To the guy who asked....the most recent predictor has it cresting tomorrow around noon at about 586' above sea level, which is 6' higher than it was earlier this week. The only fishable areas at that level are those downstream of the Maumee/Perrysburg bridge. There is a TON of debris floating downstream as well, so boaters need to be aware of what is going on at all times. I've seen parts of trees take out a boat and swamp it. Be ready...at all times, and if your motor hasn't been run in 3 years, tomorrow ain't the day to blow the carbon out of it.


----------



## rutnut245

[QUOTEiteMyLine, pos

t: 23013
02, member: 7415"]Any locals hear at what height the river will crest?[/QUOTE]
It's supposed to crest over 586. The Sandusky already has. As poor as the run in Fremont has been so far, I'm thinking next week should be off the hook. That is if they haven't already spawned out in the bay.


----------



## Dovans

Was in Fremont today. Arrived around 1ish. I was the only car in the parking lot in Roger Young Prk by the electric lines. I was one of 2 people fishing. River was maybe foot higher than last time I was up there. (week ago) But, it was probably on the rise as the area streams were over their banks. Moved further upstream to a point, and still nothing was hitting. The few fishermen that showed up left after hour or so with nothing.


----------



## Redhunter1012

Maumee has crested at 586.13. Should be real good tonight and great tomorrow


----------



## tmorrow

Setting up camp tomorrow and be there all week pounding on those pigs.


----------



## DenOhio

Water dropped 2' last nite! Fishing is poor not moving today yet!


----------



## Dovans

Hit The Sandusky today with same results as the other day. Low water, muddy, and nothing hitting. But I did see two nice size Walleye caught. Probably maybe dozen folks where I was. Was there for maybe three hours. Passerby told me that downtown Fremont they were standing shoulder to shoulder and nothing being caught. Did not verify his statement.


----------



## DenOhio

We caught two illegals this morning, snagged. Both returned don't need pay fines. I'm done and heading out today!


----------



## Dovans

Water just too muddy for Walleye I think...


----------



## sickle

I fished the Maumee last night after work and caught 3 jacks and snagged 2 more. Not fast and furious by any stretch of the imagination. I thought the river would be loaded with fish? I also saw a guy next to me stringer 2 walleye that were hooked in the side of the head...


----------



## jray

Dovans said:


> Water just too muddy for Walleye I think...

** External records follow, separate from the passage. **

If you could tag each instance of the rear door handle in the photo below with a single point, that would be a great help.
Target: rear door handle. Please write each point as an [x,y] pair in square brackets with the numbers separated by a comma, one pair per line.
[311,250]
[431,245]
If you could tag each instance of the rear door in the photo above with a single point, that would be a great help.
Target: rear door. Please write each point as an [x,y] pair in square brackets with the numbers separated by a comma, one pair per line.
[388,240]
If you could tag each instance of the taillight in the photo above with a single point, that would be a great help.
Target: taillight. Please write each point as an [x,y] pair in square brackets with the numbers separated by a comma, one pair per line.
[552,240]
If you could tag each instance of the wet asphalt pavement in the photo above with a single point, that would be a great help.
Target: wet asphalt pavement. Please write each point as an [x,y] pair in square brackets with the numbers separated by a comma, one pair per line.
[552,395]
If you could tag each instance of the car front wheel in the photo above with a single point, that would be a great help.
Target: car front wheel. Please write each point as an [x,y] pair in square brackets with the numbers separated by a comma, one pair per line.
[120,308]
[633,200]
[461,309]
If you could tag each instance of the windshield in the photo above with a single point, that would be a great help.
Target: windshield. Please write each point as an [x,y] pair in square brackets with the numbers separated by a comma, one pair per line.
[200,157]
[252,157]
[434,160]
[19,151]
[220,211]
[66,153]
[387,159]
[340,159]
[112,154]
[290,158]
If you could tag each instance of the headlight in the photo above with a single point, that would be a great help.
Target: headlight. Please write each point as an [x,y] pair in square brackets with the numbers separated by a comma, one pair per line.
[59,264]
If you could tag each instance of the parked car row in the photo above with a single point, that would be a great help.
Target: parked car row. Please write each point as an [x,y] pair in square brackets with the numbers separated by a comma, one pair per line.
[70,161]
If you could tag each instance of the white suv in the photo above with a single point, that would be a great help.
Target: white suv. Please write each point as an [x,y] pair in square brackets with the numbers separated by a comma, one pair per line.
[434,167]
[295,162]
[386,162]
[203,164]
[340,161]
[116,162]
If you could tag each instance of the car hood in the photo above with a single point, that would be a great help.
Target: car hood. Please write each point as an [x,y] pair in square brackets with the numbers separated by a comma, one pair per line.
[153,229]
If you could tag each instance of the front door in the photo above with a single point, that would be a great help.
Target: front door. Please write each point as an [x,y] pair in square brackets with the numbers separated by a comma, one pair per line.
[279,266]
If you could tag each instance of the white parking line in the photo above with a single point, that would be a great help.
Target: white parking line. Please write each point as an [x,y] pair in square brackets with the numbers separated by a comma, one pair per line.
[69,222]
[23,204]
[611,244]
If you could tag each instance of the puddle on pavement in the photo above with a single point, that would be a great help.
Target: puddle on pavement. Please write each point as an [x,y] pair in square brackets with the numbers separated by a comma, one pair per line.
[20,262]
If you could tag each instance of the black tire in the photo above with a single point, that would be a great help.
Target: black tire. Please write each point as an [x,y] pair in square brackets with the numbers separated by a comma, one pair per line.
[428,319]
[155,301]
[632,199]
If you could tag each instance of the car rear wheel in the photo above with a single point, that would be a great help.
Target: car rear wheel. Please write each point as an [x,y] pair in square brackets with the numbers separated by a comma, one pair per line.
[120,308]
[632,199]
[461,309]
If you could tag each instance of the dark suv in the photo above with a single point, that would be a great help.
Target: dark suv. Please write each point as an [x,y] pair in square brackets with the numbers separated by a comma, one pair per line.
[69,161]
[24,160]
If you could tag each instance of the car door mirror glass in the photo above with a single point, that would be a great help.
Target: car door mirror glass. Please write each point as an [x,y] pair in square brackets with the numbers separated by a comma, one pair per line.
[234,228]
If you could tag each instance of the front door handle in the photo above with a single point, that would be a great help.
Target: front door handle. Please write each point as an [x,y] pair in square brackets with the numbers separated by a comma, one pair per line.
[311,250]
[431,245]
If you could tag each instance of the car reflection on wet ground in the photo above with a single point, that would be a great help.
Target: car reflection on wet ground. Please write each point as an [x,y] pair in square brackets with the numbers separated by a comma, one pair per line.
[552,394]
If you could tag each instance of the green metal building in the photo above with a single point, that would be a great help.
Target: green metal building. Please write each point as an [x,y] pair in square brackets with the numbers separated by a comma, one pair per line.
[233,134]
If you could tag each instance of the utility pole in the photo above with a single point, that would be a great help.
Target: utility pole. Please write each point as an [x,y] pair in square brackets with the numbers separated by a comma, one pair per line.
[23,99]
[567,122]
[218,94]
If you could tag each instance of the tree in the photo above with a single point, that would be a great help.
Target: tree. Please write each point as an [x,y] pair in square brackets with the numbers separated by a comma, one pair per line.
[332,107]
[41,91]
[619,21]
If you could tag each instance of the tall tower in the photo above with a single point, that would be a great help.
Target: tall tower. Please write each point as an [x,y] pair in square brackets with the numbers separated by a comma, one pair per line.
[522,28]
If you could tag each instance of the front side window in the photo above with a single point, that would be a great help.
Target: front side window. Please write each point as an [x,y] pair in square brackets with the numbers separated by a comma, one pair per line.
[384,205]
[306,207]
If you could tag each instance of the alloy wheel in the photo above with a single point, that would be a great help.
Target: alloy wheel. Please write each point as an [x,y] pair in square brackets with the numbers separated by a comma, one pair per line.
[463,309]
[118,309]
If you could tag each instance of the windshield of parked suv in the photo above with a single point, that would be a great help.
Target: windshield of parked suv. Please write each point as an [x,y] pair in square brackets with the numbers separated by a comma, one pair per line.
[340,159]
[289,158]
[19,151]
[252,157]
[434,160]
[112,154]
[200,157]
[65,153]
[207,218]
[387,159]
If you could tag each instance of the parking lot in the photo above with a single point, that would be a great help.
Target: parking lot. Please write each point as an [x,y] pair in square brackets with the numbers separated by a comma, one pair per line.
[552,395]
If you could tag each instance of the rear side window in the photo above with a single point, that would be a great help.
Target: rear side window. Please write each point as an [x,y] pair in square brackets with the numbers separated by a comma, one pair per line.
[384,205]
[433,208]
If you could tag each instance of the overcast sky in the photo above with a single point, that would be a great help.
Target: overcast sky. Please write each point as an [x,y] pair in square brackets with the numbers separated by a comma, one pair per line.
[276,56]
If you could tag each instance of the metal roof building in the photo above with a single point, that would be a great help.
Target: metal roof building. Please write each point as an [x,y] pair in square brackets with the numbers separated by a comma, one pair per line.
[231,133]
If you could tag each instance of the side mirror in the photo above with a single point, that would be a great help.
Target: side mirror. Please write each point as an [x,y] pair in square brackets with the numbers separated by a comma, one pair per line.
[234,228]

 you would be surprised my man. When they are in good they don't need to see the bait or bite it for that matter. Most fish are flossed this time of year imho. Early and late in the run you get aggressive biters now not much. Now do fish eat something that hits them in the face on occasion? Yep. I've seen tails pulled off and jigs in the throat but it's not the norm.


----------



## DenOhio

We are well on our way back home. We saw rangers at the camp grounds and at the boat ramp at Orleans. They were checking boat and catches so I was never tempted ever. A guy staying at the econo lodge next to us said he was keeping all of them. I heard from some fellows on the river that each snagged fish is $125! No way for me to know if that's correct. Fish were not up to Orleans ramp this morning I can tell you that for sure. I know from friends they are staging at the mouth. I guess they will be coming soon and I'll miss it. It was a learning curve for sure. The current at Orleans made loading boat a bit ugly but we managed okay. Good luck guys, be safe out there and post some big ones.


----------



## DenOhio

This was the average daily catch I guess. Keeping only legally caught.


----------



## Cricket76

Looks like dinner to me


----------



## DenOhio

Cricket76 said:


> Looks like dinner to me


Yeah we ended up with 16 total. No big ones but all eaters. We were there 4 days and one morning. Not great for two of us hammering the water all day, but it is what it is. So in the end we ended up with about half the legal catch everyday. Legal is 4 each till, I think, end of the month. It was our first time so we learned a lot. Had some fun, caught some fish, froze a couple mornings, enjoyed each other's company, listened to some tall tales from a few and brought home some nice filets. We did best on 3" green with orange heads and 30" leads. I'm not sure any of that actually mattered, maybe we used the combo the most lol. I hated leaving but I need a break. Fishing 12 hours a day constant casting is a bunch for a retired guy. I paid the $2.00 bucks to get them cleaned cause I'm sure the hotel would have frowned on us doing it there.


----------



## Cricket76

Way to be a die hard ,glad u didn't go home empty handed


----------



## 9Left

Had a Little white street fun today...


----------



## DenOhio

Dang! I musta missed that one! Great catch buddy


----------



## jbo

N


rutnut245 said:


> [QUOTEiteMyLine, pos
> 
> t: 23013
> 02, member: 7415"]Any locals hear at what height the river will crest?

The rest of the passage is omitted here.